Part 1 (Love at the first sight)

48.7K 2.4K 26
                                    

Dengan sedikit tergesa gesa Fara turun dari mobil yang dikendarainya sambil menenteng map dan menghisap rokoknya. Diusapnya peluh yang membasahi pelipis dan lehernya. Cuaca di Jakarta begitu menyengat siang ini, membuat kulit putihnya memerah. Fara menggulung dan mengikat tinggi rambut coklatnya yang tergerai panjang. Kemudian Dipakainya kemeja kotak kotak yang tersampir dibahunya untuk menutupi tubuhnya yang hanya dibaluti kaus polos ketat.

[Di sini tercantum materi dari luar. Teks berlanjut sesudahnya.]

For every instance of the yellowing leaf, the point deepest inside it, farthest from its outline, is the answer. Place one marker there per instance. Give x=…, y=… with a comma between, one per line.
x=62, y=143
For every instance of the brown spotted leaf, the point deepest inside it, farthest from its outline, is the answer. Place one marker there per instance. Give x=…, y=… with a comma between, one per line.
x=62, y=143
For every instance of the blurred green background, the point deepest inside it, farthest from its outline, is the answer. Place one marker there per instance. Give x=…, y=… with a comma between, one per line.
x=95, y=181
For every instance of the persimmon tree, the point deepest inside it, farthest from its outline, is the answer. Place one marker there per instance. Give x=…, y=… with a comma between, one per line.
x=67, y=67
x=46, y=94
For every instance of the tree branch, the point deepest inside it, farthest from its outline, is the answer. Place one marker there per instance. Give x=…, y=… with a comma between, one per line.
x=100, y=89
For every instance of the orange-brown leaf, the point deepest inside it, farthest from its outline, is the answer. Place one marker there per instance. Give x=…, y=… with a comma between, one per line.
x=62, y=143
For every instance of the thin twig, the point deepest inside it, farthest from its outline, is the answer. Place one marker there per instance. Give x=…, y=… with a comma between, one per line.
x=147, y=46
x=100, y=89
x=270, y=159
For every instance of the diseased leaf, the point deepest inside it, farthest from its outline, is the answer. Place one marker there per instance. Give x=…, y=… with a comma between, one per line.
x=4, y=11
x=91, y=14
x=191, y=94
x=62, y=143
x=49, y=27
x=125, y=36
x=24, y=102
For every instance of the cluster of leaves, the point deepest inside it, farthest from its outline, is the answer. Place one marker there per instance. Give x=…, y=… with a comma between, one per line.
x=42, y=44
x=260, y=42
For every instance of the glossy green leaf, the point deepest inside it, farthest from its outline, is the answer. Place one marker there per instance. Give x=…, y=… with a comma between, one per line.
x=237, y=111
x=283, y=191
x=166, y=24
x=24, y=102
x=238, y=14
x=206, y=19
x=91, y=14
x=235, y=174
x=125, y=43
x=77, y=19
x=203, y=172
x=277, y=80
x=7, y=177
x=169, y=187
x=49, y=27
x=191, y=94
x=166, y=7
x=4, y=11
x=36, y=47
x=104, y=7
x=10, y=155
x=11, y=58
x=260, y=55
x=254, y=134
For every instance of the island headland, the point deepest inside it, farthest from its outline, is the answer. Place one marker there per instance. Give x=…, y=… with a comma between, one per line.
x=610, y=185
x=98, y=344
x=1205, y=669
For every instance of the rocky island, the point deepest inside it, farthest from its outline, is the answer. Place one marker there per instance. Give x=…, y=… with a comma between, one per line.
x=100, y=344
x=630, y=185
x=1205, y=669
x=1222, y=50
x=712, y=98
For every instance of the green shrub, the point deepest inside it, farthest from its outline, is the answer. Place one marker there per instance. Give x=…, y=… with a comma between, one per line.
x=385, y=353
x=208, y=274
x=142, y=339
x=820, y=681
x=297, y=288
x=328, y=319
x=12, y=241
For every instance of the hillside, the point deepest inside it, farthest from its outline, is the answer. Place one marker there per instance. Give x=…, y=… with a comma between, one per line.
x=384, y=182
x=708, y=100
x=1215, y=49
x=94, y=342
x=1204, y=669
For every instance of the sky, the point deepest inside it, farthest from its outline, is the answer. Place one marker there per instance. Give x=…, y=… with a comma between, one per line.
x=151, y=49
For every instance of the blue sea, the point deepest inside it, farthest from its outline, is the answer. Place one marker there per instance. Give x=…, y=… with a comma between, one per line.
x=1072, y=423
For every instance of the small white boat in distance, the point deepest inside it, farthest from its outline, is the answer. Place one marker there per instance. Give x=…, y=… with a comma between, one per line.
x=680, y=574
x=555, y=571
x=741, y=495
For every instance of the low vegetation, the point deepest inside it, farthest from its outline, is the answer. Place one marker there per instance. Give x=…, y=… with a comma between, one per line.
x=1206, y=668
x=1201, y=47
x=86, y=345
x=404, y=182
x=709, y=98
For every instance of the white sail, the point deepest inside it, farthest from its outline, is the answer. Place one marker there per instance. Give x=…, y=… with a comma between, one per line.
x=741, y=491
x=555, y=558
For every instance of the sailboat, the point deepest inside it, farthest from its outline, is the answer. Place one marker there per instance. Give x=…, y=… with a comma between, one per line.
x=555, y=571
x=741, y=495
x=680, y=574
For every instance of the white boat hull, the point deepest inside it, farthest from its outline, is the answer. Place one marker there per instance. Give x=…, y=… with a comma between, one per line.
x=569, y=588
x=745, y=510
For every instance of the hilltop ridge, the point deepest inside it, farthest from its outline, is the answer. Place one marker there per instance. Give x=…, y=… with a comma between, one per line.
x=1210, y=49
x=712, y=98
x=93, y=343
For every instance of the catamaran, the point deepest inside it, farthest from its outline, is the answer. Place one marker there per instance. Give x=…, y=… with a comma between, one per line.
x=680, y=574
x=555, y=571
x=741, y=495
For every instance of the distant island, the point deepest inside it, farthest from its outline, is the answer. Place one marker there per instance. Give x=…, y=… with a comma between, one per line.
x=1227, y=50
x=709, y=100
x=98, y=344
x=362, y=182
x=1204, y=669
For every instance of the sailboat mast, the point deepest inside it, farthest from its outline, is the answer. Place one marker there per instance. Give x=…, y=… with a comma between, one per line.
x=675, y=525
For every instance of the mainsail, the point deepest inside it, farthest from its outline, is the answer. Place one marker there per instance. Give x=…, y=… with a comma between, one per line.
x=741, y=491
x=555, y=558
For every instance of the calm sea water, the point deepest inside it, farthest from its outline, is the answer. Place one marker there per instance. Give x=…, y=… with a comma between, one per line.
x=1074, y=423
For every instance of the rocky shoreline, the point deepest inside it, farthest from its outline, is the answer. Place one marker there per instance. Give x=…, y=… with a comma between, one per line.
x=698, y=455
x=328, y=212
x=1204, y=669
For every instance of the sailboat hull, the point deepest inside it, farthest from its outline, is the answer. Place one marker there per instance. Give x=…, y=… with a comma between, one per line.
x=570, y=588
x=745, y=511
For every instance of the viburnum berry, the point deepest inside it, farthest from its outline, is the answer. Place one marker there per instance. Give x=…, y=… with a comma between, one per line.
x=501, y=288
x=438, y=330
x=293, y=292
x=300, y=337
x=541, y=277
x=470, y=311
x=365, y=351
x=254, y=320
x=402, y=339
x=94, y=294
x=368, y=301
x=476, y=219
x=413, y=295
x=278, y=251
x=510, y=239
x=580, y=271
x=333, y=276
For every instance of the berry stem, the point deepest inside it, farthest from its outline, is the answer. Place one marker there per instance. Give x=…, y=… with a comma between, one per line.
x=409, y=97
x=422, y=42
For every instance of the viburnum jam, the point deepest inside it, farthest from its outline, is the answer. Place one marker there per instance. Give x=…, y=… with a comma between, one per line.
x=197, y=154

" Universitas Islam Jakarta"

Suara Fara terdengar jernih saat membaca papan nama besar yang terpampang dihadapannya. Sesaat kemudian dia langsung melangkah masuk ke gerbang kampus megah yang memang sudah sering dikunjunginya ini.

" Siang mbak Fara..."

Sapa pak Jon, satpam kampus. Fara tersenyum dan mengangguk kecil melihat lelaki tinggi besar yang seumuran dengan ayahnya itu. Kemudian dia berlalu melewati pos satpam tempat pak Jon berjaga. Langkah Fara terlihat santai menuju bagian rektorat kampus. Meskipun penghuni kampus yang sedang bersantai di halaman ataupun yang lalu lalang disekitar area parkiran sedang memperhatikannya. Tak dihiraukannya beberapa pasang mata yang melihatnya sinis. Karena Fara memang sudah tahu kenapa mahasiswa disini menatapnya seperti itu. " Kalau mau mengunjungi kampus ayah, tolong berjilbab dan berpakaian sopan. Kamu tahukan tak ada satupun perempuan yang membuka aurat disana?". Fara tersenyum miris. Perkataan ayahnya kembali terngiang ditelinga Fara. Ya, ayahnya memang sering mewanti-wanti Fara seperti itu. Sebagai Rektor di Universitas Islam, ayahnya tidak mau dianggap remeh karena mempunyai anak seperti Fara. Gadis selengekan yang identik dengan pakaian tidak sopannya. Kaus atau kemeja ketat. Celana jeans ketat yang membentuk paha atau jeans robek di bagian lutut. Puntung rokok yang dibuang sembarangan. Dan rambut pirang yang kadang di gerai atau diikat.

Tok-Tok-Tok!!

Setelah mengetuk pintu beberapa kali, tanpa rasa segan Fara pun masuk kedalam ruangan megah bercat putih. Matanya meneliti ke setiap sisi ruangan yang didominasi oleh lemari-lemari kaca. Di dalamnya berisi arsip dan buku-buku. Kemudian matanya beralih ke meja yang berada di sudut ruangan besar ini. Di atas meja itu terpampang papan nama seseorang yang sudah sangat dia kenal. Prof. H. Helmi Ali Akbar. Fara tersenyum sambil terus mengunyah permen karet yang baru dia makan ketika hendak masuk ke ruangan rektor yang tak lain adalah ruangan ayahnya. Diapun duduk di sofa empuk yang berada ditengah-tengah ruangan. Merentangkan kedua tangannya di kepala sofa sambil mengeluarkan selembar kertas yang berada dalam map yang dia pegang.

Ceklek!!

Bunyi dentingan pintu membuat Fara menoleh ke arah sumber suara yang terletak di dekat jendela besar ruangan. Tepatnya ke arah pintu toilet yang sedang dibuka oleh seorang lelaki berumur 58 tahun. Lelaki gagah yang memakai kemeja putih dan dasi dongkernya itu membuka kecamatanya dan melangkah ke arah sofa. Dia menghela nafas saat mendapati putrinya tiba-tiba saja berada disini.

" Ada apa?"

Tanya lelaki itu sambil duduk di sofa terpisah dengan nada datar.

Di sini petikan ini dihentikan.